We predicted the cell-type identity at class, subclass and supertype levels of each cell using its 3D spatial coordinates and the majority votes of the cell’s KNNs. The confusion matrix between the actual cell-type identity and the predicted cell type (Extended Data Fig. 15) indicates the cell types that colocalized in the same spatial location.

We first compared the joint clustering result with the independent clustering result from each dataset. We then sorted the data by marker genes for each dataset. For each marker gene, we computed the Pearson correlation between its average expression for each cluster across two different datasets to quantify the consistency of its expression at the cluster level between datasets (Extended Data Fig. 7d. We performed a similar analysis between 10xv3 and MERFISH datasets.

The Brain Map helps to define brain regions for profiling and boundaries for dissection. We covered all regions of the brain using sampling at top-ontology level with judicious joining of neighbouring regions (Extended Data Fig. The Supplementary Table 3 is the 1d and e table. These choices were guided by the fact that microdissections of small regions were difficult. Joint dissection of neighboring regions is sometimes necessary to get enough cells for profiling. The MERFISH data showed that our CCFv3-based microdissections were mostly accurate at cell and brain region levels.

After registration to CCFv3, we found that out of 554 terminal regions (grey matter only, Supplementary Table 1), there were only 7 small subregions completely missed in the MERFISH dataset: frontal pole, layer 1 (FRP1), FRP2/3, FRP5, accessory olfactory bulb, glomerular layer (AOBgl), accessory olfactory bulb, granular layer (AOBgr), accessory olfactory bulb, mitral layer (AOBmi) and accessory supraoptic group (ASO).
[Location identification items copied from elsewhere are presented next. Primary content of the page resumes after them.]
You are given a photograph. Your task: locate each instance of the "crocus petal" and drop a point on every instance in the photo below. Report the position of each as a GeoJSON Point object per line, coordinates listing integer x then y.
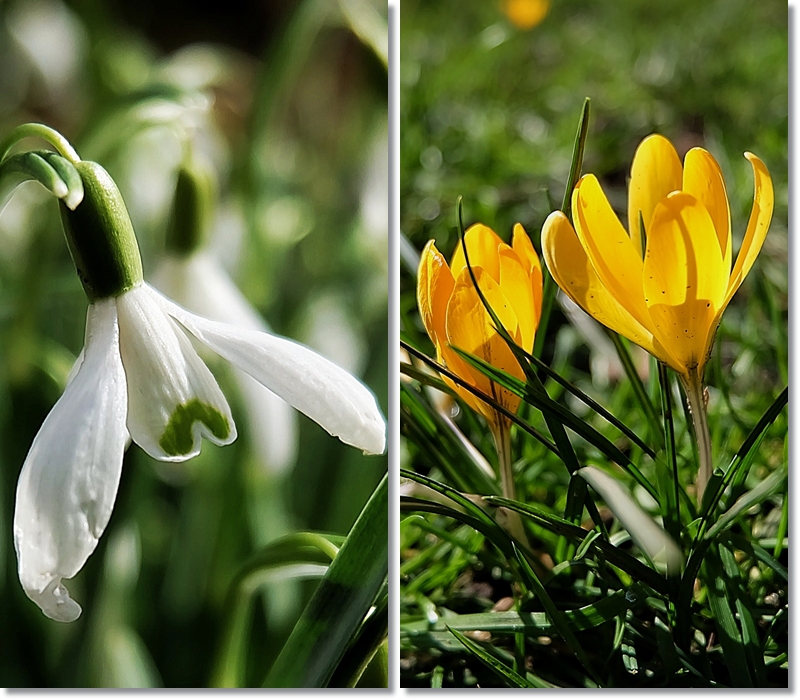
{"type": "Point", "coordinates": [573, 272]}
{"type": "Point", "coordinates": [482, 246]}
{"type": "Point", "coordinates": [173, 399]}
{"type": "Point", "coordinates": [516, 285]}
{"type": "Point", "coordinates": [656, 171]}
{"type": "Point", "coordinates": [702, 178]}
{"type": "Point", "coordinates": [470, 328]}
{"type": "Point", "coordinates": [316, 387]}
{"type": "Point", "coordinates": [760, 216]}
{"type": "Point", "coordinates": [684, 277]}
{"type": "Point", "coordinates": [523, 247]}
{"type": "Point", "coordinates": [69, 481]}
{"type": "Point", "coordinates": [434, 286]}
{"type": "Point", "coordinates": [608, 247]}
{"type": "Point", "coordinates": [199, 283]}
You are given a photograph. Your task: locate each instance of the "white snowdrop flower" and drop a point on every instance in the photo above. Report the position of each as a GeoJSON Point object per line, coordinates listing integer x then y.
{"type": "Point", "coordinates": [140, 376]}
{"type": "Point", "coordinates": [199, 283]}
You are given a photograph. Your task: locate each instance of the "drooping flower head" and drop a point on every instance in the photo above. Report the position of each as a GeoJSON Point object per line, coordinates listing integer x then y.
{"type": "Point", "coordinates": [139, 377]}
{"type": "Point", "coordinates": [671, 299]}
{"type": "Point", "coordinates": [510, 278]}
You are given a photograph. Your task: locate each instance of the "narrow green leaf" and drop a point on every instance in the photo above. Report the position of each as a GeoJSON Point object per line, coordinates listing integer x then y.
{"type": "Point", "coordinates": [506, 674]}
{"type": "Point", "coordinates": [483, 397]}
{"type": "Point", "coordinates": [298, 555]}
{"type": "Point", "coordinates": [614, 555]}
{"type": "Point", "coordinates": [559, 621]}
{"type": "Point", "coordinates": [760, 493]}
{"type": "Point", "coordinates": [734, 584]}
{"type": "Point", "coordinates": [576, 164]}
{"type": "Point", "coordinates": [365, 646]}
{"type": "Point", "coordinates": [340, 603]}
{"type": "Point", "coordinates": [551, 408]}
{"type": "Point", "coordinates": [728, 632]}
{"type": "Point", "coordinates": [638, 387]}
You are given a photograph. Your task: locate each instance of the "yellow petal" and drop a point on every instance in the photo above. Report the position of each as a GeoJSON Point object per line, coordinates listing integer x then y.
{"type": "Point", "coordinates": [684, 278]}
{"type": "Point", "coordinates": [515, 283]}
{"type": "Point", "coordinates": [434, 287]}
{"type": "Point", "coordinates": [573, 272]}
{"type": "Point", "coordinates": [523, 247]}
{"type": "Point", "coordinates": [526, 14]}
{"type": "Point", "coordinates": [702, 178]}
{"type": "Point", "coordinates": [470, 328]}
{"type": "Point", "coordinates": [760, 217]}
{"type": "Point", "coordinates": [610, 250]}
{"type": "Point", "coordinates": [656, 171]}
{"type": "Point", "coordinates": [483, 245]}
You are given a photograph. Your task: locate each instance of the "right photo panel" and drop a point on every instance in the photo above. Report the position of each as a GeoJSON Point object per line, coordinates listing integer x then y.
{"type": "Point", "coordinates": [594, 344]}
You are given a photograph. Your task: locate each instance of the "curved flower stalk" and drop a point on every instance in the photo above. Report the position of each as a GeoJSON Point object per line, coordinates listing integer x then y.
{"type": "Point", "coordinates": [510, 278]}
{"type": "Point", "coordinates": [671, 299]}
{"type": "Point", "coordinates": [139, 376]}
The registration was done at 10m in the sky. A reference image was created for each section by the number of spots found in a 10 10 m grid. A single image was created across all probes by taking the maximum count for each grid unit. The midline was manually determined by annotating the most dorsal and most ventral point. These points were then used to compute a rigid transform to rotate the section upright and centre in the middle. This set of images was placed in order to create a configuration for registration.

Following clearing, sections were washed twice for 5 min in Sample prep wash buffer (VIZGEN, 20300001). VIZGEN DAPI and PolyT Stain (VIZGEN, 20300021) was applied to each section for 15 min followed by a 10 min wash in formamide wash buffer. Formamide wash buffer was removed and replaced with sample prep wash buffer during MERSCOPE set up. The added 100 l of New England Bio Lab’s M0314L was put to use in a pre-thawed and mixed MERSCOPE, and the 250 l that was added was used for the Imaging Buffer Activator. The MERSCOPE fluidics system was primed with 15 litres of mineral oil and the activation port was added. The flow chamber was assembled with the hybridized and cleared section coverslip according to VIZGEN specifications and the imaging session was initiated after collection of a 10× mosaic DAPI image and selection of the imaging area. VIZGEN proprietary protocol was used when processing specimens that passed the minimum count threshold.
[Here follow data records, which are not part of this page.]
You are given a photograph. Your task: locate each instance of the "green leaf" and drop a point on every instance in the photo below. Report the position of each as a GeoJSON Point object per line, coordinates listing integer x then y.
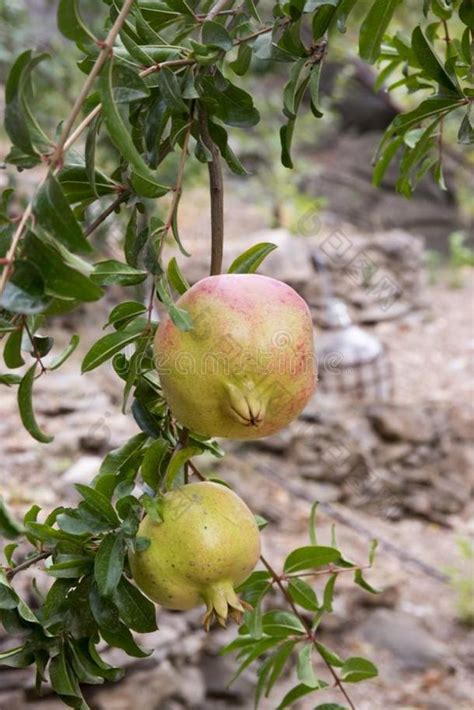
{"type": "Point", "coordinates": [64, 274]}
{"type": "Point", "coordinates": [176, 277]}
{"type": "Point", "coordinates": [295, 694]}
{"type": "Point", "coordinates": [54, 214]}
{"type": "Point", "coordinates": [385, 159]}
{"type": "Point", "coordinates": [20, 125]}
{"type": "Point", "coordinates": [10, 528]}
{"type": "Point", "coordinates": [356, 669]}
{"type": "Point", "coordinates": [108, 564]}
{"type": "Point", "coordinates": [302, 594]}
{"type": "Point", "coordinates": [281, 624]}
{"type": "Point", "coordinates": [232, 105]}
{"type": "Point", "coordinates": [82, 185]}
{"type": "Point", "coordinates": [216, 35]}
{"type": "Point", "coordinates": [466, 130]}
{"type": "Point", "coordinates": [110, 344]}
{"type": "Point", "coordinates": [312, 524]}
{"type": "Point", "coordinates": [62, 677]}
{"type": "Point", "coordinates": [60, 359]}
{"type": "Point", "coordinates": [127, 85]}
{"type": "Point", "coordinates": [179, 458]}
{"type": "Point", "coordinates": [18, 657]}
{"type": "Point", "coordinates": [9, 380]}
{"type": "Point", "coordinates": [98, 504]}
{"type": "Point", "coordinates": [304, 667]}
{"type": "Point", "coordinates": [466, 13]}
{"type": "Point", "coordinates": [135, 609]}
{"type": "Point", "coordinates": [24, 292]}
{"type": "Point", "coordinates": [143, 178]}
{"type": "Point", "coordinates": [171, 91]}
{"type": "Point", "coordinates": [107, 273]}
{"type": "Point", "coordinates": [310, 557]}
{"type": "Point", "coordinates": [329, 593]}
{"type": "Point", "coordinates": [374, 27]}
{"type": "Point", "coordinates": [322, 18]}
{"type": "Point", "coordinates": [360, 580]}
{"type": "Point", "coordinates": [429, 107]}
{"type": "Point", "coordinates": [277, 663]}
{"type": "Point", "coordinates": [111, 629]}
{"type": "Point", "coordinates": [286, 138]}
{"type": "Point", "coordinates": [89, 154]}
{"type": "Point", "coordinates": [250, 260]}
{"type": "Point", "coordinates": [332, 658]}
{"type": "Point", "coordinates": [124, 459]}
{"type": "Point", "coordinates": [244, 58]}
{"type": "Point", "coordinates": [431, 63]}
{"type": "Point", "coordinates": [70, 23]}
{"type": "Point", "coordinates": [8, 597]}
{"type": "Point", "coordinates": [314, 90]}
{"type": "Point", "coordinates": [125, 312]}
{"type": "Point", "coordinates": [25, 405]}
{"type": "Point", "coordinates": [152, 464]}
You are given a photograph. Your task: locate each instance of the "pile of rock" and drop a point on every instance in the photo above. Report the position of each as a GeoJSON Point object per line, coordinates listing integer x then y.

To allow for the gel to fully polymerize the sections were incubated at room temperature for 1.5 h. To clear the tissue the section was incubated in 5 ml of VIZGEN Clearing Solution (VIZGEN 20300003) with Proteinase K (NEB P8107S) according to the Manufacturer’s instructions for at least 24 h or until it was clear in a humidified incubation oven at 37 °C.

The fresh mouse brains were sliced at 1,200-m intervals, and each slice was embedded in OCT, rapidly frozen in dry ice and stored at 80C until ready for slicing. The coral section was obtained from the tissue using a cryostat which was fixed in 4% formalin for 30 minutes, and then permeabilized in 70% alcohol. Sample preparation, including probe hybridization and gel embedding, was performed using a sample preparation kit from Vizgen (10400012) following the manufacturer’s protocol. Each section was imaged using a MERSCOPE 500 Gene Imaging kit (Vizgen, 10400006) on a MERSCOPE (Vizgen).

Of note, a reported unconventional mechanism118 underlying co-transmission of dopamine and GABA by SNc dopaminergic neurons in the STR does not depend on cell-autonomous GABA synthesis but instead on presynaptic uptake from the extracellular space through the GABA transporter Slc6a1 (Gat1) while still relying on Slc18a2 for synaptic GABA release, which could make Aldh1a1 unnecessary in these cells. Because Slc6a1 is expressed in all of the GABAergic neurons as well as astrocytes, it is unclear to us how widely applicable this unconventional mechanism is. The criteria we used didn’t consider Slc6a1 at all due to the risk of having some false negatives.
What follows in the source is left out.